Sensitivity of a query function is defined as the maximum absolute difference between query results of the neighbouring databases over all possible neighbouring databases, for a given input dataset. There are different types of query, each with its own sensitivity. One type of query is the count query. Count query counts the number of rows in the dataset which satisfy the property specified in the query. For example, a count query might count the number of rows in a dataset where a certain attribute equals a specific value. The \(l_1\)- sensitivity of counting queries is 1 as adding a row to the dataset can increase the output of the query by at most 1: either the new row has the desired property, and the count increases by 1, or it does not, and the count stays the same (the count may correspondingly decrease when a row is removed). Therefore, the sensitivity of the count query is 1. In contrast, the sensitivity of a sum query depends on the contents of the dataset. Sum query sums up the attribute values of dataset rows. In this case, adding a new row to the dataset will increase the query result by at most the maximum attribute value across all rows, which could be any value and is not necessarily 1 as in the count query.

\((\epsilon, \delta)\)-DP

A mechanism \(M\) satisfies \((\epsilon, \delta)\)- differential privacy if for all neighbouring databases \(x\) and \(x'\), and all possible outputs \(S\),

\[P[M(x)=S] \le e^\epsilon P[M(x')=S] +\delta\]

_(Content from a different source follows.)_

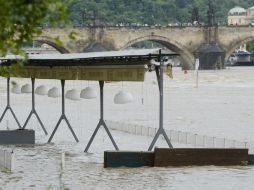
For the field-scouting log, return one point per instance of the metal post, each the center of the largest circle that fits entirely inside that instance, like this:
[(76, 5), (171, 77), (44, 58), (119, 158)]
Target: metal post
[(101, 121), (8, 106), (63, 117), (33, 111), (161, 131)]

\((\epsilon, \delta)\)- DP ensures that for all neighbouring databases, the absolute value of privacy loss will be bounded by \(\epsilon\) with probability at least \(1-\delta\). \(\epsilon\) is independent of the size of the database, whereas in case of \(\delta\), the chances of privacy leak might increase with the size of the database. Hence, ideally, we would want to set the \(\delta\) value to be less than the inverse of the size of the database. However, it is worth noting that \((\epsilon, \delta)\)-DP may not always succeed, as there is a possibility of output that occurs with a non-zero probability \(\delta\) when the individual’s data is present, but never happens otherwise.